Donald Becker wrote:
>
> ...
> >
> > start_xmit()
> > {
> > ...
> > if (!room for another packet)
> > netif_stop_queue()
> > }
>
> This doesn't give us a way to set dev->tbusy, which is required for all
> pre-2.3 kernels.
Burn them boats :)
I've been looking for a compatibility header which maps
netif_stop_queue() into dev->tbusy manipulation, but I can't find one.
Have I missed something?
> ...
>
> Perhaps all on that IRQ. But you didn't really need to service the SCSI
> controller or the other network interfaces, did you?
:) Think of the cache impact!
> > Has anyone done any serious work with NIC/CPU bonding?
>
> The Mindcraft "benchmark" is superficially obvious, but the big network
> difference was that they were apparently using the TCP/IP checksum hardware
> on the i82559. This has far more effect on SMP performance than anything
> else that was done. We didn't even find out that the chip had the feature
> until months later, and still don't have the documentation on how to use
> it.
Does it make that much difference? When we discussed this starting
April 24 the consensus seemed to be that the overhead of s/w
checksumming is in the noise floor when combined with the copy.
Anyway, I have religious objections to hardware IP checksums.

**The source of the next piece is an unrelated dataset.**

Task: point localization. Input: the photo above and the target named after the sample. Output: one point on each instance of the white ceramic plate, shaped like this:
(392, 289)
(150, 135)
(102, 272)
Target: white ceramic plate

I've seen several instances where they would have failed to detect
errors which software checksumming would detect:
- cs89x0 with Rx DMA on a too-fast EISA bus was dropping bits when
DMAing into main memory. If the checksum had been calculated on the
NIC, it would have said "OK", while the in-memory packet was corrupted.
- 3c59x bug (I forget what is was, but DMA ponters were getting changed
at the wrong time) causing in-memory corruption. Again, the NIC would
have told us it was OK.
Layer 3 checksums are there to detect layer 3 errors. Ergo, they should
be put at the top of layer 3, not at the top of L2.